Fucking Chick-Fil-A, man. How can one fast food restaurant be so perfect? To clarify I am talking SOLELY about the food & operations at their restaurants so please don't kick my ass since they're obviously not the perfect company all-around as we all know. Though at the actual restaurants themselves no one comes even close. The staff is all so helpful & nice that you'd literally think their robots. I mean there was a day a few months ago where I ordered Chick-fil-a to our office and it didn't come on time so you know what they did? They sent me a gift card for a free sandwich and a free cookie! What other national fast food conglomerate is gonna do that? The answer is no one else. It's the best.
And you know what I haven't even mentioned yet? Oh that's right! The fucking FOOD. You can make an argument the classic chicken sandwich is the most iconic sandwich in fast food (outside of the Big Mac of course since we respect our greats), the fries are second to none, the nuggies (even grilled) slap, and of course the creme de la creme is their sauce. I would go as far to say their signature sauce is the best sauce on the planet and that's including full-blown restaurant sauces as well.

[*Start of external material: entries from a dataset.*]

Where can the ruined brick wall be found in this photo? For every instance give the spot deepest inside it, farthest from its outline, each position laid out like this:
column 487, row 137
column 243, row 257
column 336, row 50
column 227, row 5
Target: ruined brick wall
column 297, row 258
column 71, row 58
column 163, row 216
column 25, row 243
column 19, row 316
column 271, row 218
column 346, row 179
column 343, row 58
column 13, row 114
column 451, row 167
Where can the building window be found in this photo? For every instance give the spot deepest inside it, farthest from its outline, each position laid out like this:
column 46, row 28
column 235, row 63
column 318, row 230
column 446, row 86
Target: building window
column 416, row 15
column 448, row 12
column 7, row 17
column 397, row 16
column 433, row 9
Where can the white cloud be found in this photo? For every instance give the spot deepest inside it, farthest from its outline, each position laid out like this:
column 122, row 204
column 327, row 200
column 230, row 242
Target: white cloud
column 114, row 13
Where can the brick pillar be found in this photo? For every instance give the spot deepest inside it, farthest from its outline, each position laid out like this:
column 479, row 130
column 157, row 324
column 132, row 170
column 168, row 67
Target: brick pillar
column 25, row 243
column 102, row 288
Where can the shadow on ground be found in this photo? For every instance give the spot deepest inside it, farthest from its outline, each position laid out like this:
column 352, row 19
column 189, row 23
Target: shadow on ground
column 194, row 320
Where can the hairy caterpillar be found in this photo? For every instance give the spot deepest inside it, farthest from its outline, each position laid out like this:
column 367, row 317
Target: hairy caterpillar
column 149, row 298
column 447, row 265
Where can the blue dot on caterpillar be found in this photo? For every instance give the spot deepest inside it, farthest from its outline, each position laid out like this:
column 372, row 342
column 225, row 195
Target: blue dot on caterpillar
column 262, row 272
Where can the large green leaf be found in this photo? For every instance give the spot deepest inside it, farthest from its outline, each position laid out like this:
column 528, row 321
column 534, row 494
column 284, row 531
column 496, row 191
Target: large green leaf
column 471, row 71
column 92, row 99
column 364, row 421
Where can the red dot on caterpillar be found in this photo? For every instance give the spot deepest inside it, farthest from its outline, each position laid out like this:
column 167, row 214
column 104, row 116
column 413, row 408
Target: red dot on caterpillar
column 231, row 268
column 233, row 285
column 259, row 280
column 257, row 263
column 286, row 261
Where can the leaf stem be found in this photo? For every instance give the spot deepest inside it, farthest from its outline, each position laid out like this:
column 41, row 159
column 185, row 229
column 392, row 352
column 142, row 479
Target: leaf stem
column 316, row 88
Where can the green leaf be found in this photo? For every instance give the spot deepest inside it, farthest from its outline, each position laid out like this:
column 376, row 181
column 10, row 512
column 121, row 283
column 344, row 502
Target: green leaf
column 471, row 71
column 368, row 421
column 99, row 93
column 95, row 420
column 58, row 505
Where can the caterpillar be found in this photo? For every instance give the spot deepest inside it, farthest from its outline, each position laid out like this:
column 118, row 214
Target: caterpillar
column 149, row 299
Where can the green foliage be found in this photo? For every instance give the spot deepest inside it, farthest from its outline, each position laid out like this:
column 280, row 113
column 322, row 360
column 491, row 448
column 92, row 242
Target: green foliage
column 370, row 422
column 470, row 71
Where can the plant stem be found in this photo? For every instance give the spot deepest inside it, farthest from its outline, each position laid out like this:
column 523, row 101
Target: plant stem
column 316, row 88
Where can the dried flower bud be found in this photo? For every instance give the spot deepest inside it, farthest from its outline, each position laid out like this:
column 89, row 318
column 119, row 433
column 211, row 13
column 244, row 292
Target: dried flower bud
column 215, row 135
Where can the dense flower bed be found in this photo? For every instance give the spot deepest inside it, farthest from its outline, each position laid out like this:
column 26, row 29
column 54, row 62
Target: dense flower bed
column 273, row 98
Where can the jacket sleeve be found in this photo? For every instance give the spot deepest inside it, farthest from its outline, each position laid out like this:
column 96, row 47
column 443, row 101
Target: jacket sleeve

As if all of that isn't enough now they're implementing futuristic levers to make their service EVEN BETTER. Those bastards can already have 20 cars deep in the drive-thru and yet you're out of there in 5-10 minutes! This is like Thanos getting all 6 infinity stones after already being the strongest being in the universe due to having 5. Simply unfair. Pray for the rest of the fast food game. Next thing you know they may drop the whole eat chiken campaign & get into the burger game as well. Then everyone's FUCKED.